A user’s request for information includes a query along with a specification of where to search. The query comprises words and perhaps operators, such as “&”, representing a logical AND, or “*”, the wildcard character. The specification of where to search—that is, which indexes to use—may be supplied by your application or supplied by the user. As an example of a user-supplied search location, the set of mailboxes a user selects in Mail becomes the active set of locations for search.

Different types of indexes support different types of search, so you may want your application to guide users appropriately in regard to query type. For example, if an index doesn't support phrase searching, your application could provide appropriate feedback if a user enters a query with a double-quote-delimited text string.

As preparation for a search, your application should use the SKIndexFlush function to update and flush to disk the indexes specified in the query. Updating and flushing ensure that you invoke the search on fresh data.

However, if the information in the corpus changes rarely, or if the corpus is so large that the time consumed by updating the indexes would frustrate user expectations, you may want to update more strategically. For instance, if your application controls when documents change, you can update an index incrementally each time a document changes. OS X does this for file system searches that use Spotlight by way of file system notifications.

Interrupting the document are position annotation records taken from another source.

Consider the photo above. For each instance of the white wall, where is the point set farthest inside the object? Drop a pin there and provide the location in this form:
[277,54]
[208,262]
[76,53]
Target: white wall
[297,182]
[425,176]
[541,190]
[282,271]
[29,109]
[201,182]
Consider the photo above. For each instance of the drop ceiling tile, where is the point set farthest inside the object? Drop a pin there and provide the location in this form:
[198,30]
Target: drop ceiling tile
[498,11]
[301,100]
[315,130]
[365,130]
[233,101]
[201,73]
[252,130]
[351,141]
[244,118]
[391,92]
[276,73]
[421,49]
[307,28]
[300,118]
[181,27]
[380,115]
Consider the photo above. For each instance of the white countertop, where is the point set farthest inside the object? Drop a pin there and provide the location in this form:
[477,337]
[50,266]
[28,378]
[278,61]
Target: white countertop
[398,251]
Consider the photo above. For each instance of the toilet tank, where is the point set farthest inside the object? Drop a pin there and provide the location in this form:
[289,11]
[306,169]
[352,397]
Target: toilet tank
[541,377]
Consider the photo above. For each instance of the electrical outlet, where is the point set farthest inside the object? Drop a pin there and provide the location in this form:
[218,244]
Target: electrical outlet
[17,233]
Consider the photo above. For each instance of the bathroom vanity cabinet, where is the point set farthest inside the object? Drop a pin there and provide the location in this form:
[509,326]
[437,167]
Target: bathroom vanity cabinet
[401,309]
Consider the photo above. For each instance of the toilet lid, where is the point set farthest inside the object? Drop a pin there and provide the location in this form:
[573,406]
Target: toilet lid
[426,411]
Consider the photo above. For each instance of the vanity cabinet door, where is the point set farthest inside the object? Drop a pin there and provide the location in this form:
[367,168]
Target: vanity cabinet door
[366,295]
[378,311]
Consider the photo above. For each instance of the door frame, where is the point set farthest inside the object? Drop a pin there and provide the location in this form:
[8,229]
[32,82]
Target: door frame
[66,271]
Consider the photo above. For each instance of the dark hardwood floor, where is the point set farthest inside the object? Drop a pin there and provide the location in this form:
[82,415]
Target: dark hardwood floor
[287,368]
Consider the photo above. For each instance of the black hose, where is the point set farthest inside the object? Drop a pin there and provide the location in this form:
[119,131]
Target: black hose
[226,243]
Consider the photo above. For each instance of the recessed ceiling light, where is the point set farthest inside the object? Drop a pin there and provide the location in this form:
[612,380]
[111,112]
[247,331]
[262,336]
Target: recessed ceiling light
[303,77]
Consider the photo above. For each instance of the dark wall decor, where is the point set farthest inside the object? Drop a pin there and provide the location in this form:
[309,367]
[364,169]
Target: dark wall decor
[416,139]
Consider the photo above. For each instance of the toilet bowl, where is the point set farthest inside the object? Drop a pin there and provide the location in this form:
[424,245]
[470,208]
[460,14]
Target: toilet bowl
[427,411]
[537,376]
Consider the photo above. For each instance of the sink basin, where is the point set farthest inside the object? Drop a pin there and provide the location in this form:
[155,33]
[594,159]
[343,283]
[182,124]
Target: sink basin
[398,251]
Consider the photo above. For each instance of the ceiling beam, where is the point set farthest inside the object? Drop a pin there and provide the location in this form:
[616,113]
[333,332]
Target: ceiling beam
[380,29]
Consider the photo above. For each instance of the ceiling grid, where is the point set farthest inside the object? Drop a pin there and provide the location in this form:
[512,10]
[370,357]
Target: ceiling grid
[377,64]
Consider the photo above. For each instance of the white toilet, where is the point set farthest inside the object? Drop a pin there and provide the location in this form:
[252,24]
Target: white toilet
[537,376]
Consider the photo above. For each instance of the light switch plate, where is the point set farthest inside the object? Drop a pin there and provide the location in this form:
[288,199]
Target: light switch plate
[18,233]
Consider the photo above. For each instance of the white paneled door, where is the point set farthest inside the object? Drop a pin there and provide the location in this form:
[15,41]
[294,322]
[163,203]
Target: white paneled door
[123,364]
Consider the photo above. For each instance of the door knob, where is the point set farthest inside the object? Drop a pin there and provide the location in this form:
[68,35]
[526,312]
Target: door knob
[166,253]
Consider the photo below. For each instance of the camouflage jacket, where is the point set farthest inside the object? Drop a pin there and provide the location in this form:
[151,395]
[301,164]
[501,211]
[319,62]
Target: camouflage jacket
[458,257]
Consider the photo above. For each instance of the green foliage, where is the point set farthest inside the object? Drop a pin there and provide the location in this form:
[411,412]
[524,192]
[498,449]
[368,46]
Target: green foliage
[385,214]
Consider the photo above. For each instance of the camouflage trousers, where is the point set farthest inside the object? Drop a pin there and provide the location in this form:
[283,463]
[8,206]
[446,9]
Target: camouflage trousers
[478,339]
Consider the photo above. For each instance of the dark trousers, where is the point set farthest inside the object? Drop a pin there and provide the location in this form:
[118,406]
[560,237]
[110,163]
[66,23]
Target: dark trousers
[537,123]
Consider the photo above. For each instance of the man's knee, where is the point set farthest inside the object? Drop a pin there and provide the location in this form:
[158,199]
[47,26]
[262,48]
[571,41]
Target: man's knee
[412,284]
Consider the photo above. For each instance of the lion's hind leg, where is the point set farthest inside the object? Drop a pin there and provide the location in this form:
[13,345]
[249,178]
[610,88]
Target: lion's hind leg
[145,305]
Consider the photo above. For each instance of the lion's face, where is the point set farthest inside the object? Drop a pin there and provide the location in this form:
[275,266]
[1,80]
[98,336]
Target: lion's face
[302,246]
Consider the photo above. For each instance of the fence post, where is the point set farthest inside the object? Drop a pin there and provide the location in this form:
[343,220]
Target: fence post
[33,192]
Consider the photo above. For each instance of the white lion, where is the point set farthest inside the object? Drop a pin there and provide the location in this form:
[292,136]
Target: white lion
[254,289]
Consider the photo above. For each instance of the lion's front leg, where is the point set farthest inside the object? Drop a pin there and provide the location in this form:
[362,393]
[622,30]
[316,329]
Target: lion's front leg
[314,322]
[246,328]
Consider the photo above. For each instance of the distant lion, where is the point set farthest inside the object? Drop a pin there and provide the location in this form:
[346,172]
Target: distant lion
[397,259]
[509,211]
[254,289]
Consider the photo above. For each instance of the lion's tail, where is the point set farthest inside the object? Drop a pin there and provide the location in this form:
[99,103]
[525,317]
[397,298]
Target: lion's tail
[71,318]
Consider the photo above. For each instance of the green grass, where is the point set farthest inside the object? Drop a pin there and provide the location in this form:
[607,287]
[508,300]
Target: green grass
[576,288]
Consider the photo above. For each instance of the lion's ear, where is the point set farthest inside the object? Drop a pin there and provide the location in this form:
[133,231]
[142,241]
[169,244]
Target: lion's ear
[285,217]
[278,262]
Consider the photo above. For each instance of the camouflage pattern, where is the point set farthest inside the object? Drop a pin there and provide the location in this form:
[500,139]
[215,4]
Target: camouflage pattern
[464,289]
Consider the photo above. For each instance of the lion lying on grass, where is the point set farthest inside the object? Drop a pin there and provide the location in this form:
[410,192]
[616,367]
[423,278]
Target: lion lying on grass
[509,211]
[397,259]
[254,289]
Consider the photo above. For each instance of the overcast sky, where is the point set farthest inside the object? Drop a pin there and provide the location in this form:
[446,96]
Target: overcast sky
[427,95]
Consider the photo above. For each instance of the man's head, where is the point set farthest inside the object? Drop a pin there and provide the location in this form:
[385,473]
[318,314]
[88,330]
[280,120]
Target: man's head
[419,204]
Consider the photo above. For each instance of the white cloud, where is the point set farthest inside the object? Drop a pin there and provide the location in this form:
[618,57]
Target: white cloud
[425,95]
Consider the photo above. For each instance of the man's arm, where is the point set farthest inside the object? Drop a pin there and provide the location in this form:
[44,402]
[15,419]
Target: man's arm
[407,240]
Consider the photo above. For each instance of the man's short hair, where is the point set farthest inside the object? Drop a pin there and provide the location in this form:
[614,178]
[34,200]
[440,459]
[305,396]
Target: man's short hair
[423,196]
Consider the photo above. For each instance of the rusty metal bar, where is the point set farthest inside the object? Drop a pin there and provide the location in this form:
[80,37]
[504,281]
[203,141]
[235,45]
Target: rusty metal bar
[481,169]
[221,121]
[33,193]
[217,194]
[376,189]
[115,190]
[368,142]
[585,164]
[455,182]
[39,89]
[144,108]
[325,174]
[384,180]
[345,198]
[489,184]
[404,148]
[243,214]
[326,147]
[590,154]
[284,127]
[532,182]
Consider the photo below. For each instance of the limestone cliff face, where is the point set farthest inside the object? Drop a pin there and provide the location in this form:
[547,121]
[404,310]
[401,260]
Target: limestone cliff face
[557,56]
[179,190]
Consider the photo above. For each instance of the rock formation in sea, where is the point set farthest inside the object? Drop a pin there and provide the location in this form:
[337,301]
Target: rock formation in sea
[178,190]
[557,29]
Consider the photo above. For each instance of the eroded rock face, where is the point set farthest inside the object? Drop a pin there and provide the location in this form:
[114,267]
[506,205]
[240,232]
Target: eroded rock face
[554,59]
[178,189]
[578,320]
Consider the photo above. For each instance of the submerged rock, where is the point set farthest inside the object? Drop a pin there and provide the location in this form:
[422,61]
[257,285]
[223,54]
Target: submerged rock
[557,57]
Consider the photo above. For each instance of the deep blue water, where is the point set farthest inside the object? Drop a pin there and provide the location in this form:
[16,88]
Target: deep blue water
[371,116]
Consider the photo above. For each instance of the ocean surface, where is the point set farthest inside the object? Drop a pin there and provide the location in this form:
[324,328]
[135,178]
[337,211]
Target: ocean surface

You create a search object with the asynchronous SKSearchCreate function. You then query it with the SKSearchFindMatches function, which provides results as an array of document IDs and a parallel array, if requested, of relevance scores. Your application can get document locations for these IDs, in the form of document URL objects, by calling the SKIndexCopyDocumentURLsForDocumentIDs function. Finally, your application can display these document locations as search results using other OS X frameworks.

Additional Workflows

In addition to query-based searches, Search Kit supports similarity searching and summarization. This section briefly describes these workflows as well as index maintenance in terms of removing and reindexing documents.

Similarity Searching

In a similarity search, a user looks for documents similar to an example document. The workflow is nearly identical to the workflow for a query search, with these differences:

  • When creating a search object with the SKSearchCreate function, use the kSKSearchOptionFindSimilar flag in the inSearchOptions parameter.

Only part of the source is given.